This year I’m participating in the Seven Day Roguelike Competition, a contest to make a game in the roguelike genre in a week. (For those not familiar with it, roguelikes tend to be dungeon-crawlers with procedurally generated words, permanent character death, and often old-school graphics. There are frequently some variations from this rough description.)
I’m making a game known as ‘Trinkets’ until I think of a better name. It is a game in which a wizard strapped for cash loots a pocket dimension, and everything goes horribly wrong. It will experiment with a nontraditional power progression; you become weaker, then strong again, rather than a constant power level or steady increase. There will be a plot and randomly generated Trinkets.

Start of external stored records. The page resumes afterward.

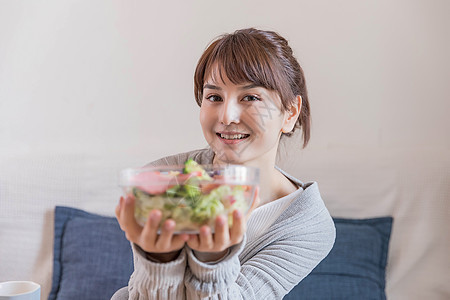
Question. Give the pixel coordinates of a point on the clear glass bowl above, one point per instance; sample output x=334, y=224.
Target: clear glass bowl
x=191, y=199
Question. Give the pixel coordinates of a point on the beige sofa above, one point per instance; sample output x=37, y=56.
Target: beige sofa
x=411, y=185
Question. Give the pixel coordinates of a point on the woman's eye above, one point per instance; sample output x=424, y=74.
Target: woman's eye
x=213, y=98
x=251, y=98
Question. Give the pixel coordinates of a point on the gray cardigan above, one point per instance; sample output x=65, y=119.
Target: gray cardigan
x=265, y=268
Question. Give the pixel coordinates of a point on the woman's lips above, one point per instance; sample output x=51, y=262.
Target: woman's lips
x=232, y=138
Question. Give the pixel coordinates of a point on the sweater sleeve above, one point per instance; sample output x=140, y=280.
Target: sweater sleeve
x=266, y=270
x=153, y=280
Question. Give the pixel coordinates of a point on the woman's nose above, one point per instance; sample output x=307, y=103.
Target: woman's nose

My time will be somewhat limited, as I am currently a college student, but after spending most of today programming I produced the following:

I’ve used some code from some past projects, specifically most of the data structures and UI code. I’m using python, with the libtcod library.
Current features:
- Move around…
- …on a procedurally generated map…
- …and hit things…
- …which hit you back, and can kill you if you’re not careful.
- Look for trinkets…
- …which have magic powers…
- …which are simply not as powerful (at least for now) as your spells.
- Speaking of spells, you have five (and will have six), which in combination make you nearly unstoppable…
- …at least until I implement the ‘everything goes horribly wrong’ part.